"My sakes!" she cried. "I ought to be ashamed of myself! Come, David, come right along to bed. You're going to sleep on the mat at the back door."
David, who was nothing if not amenable, cheerfully acceded to this arrangement. Even before his new mistress had finished tying him to the railing, he had curled himself up on the mat and was fast asleep. When she patted him on the head, however, by way of good-night, his tail gave a responsive wag, and little Mrs. Nancy left him with the friendliest feelings.
The next morning the dog was gone. Yes, incredible as it seems, that graceless dog was gone—gone without a word of farewell.
Mrs. Nancy was standing gazing in dejected mood at the fragment of string he had left behind him, when the milkman, one of her special cronies, arrived. The good-natured Sam was full of sympathy.
"I reckon he came in with some ranchman yesterday, and got lost in the town. Like as not he's gone home. Good Lord! I'd just like to see that 'ere ranchman when his dog gits back with a locket round his neck!"
"I washed him too, Sam," Mrs. Nancy lamented, as she accompanied her visitor to the gate. She was too conscientious to detain the man from the performance of his duty.

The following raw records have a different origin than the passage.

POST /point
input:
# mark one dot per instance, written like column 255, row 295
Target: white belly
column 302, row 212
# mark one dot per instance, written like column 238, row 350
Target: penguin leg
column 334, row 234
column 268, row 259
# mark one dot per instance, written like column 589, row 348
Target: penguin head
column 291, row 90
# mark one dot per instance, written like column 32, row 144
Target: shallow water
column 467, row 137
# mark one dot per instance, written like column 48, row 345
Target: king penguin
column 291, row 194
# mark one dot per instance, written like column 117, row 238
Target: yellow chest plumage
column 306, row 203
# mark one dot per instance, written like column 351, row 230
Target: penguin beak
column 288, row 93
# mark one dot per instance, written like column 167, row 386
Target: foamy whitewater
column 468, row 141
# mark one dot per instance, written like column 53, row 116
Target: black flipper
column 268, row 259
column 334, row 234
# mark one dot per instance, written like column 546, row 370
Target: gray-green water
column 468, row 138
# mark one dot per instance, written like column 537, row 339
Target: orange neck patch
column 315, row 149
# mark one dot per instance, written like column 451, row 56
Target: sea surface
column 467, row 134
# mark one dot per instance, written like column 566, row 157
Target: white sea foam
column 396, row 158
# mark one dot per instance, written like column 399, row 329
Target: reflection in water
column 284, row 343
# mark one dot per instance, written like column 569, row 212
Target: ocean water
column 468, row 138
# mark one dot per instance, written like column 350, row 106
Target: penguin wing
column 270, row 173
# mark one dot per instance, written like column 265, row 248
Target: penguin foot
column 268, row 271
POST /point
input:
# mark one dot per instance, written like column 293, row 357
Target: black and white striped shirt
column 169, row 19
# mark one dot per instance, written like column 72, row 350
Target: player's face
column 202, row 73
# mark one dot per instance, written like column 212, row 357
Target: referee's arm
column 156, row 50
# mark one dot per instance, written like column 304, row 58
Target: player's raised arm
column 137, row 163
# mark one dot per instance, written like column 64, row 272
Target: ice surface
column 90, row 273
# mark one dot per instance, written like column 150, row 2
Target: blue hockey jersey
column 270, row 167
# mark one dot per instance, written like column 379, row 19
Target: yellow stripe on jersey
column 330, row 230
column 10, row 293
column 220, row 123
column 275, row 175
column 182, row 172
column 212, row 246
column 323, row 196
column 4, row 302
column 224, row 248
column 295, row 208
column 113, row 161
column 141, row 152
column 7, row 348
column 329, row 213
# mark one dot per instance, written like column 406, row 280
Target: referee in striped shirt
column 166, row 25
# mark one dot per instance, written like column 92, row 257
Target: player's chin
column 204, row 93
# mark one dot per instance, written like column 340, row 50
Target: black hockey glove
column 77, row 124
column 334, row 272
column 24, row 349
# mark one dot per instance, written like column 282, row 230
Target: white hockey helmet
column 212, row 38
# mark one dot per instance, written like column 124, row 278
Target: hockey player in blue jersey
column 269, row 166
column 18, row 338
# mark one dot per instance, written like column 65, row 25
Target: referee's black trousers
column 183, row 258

"You washed him!" he cried, as he got into his cart. "Jerusalem! I guess that's the first time a ranch dog ever got a taste of a bath."
And the cart rattled off, leaving David's little friend standing at the gate. It was just after sunrise, and she looked down the street to the mountains, which were bathed in a flood of translucent crimson reflected from the east.
"I wonder if the walls of the heavenly Jerusalem look very different from that!" she mused, as she gazed into the deepening color. When she turned back to the house, she had almost forgotten the ungrateful runaway in thoughts of her boy and his heavenly abiding place.
The next afternoon Mrs. Tarbell was sitting on her front porch endeavoring to readjust the bows upon the old straw bonnet. She had taken them off, and sponged both ribbon and straw, and she was now trying her best to make the bows hold up their heads with the spirit and grace which distinguish a milliner's trimming. She looked up from time to time to enjoy the reflection of the trees in the lake surrounding the house. For her grass was being flooded to-day, and that was always a pretty sight. "It looks almost as pretty as Watkins' pond out on the Goodham turnpike," she reflected, as the water glistened in a broad expanse. She owned a good piece of land, a hundred feet front. Willie had meant to have a vegetable garden when he had got strong enough to work in it.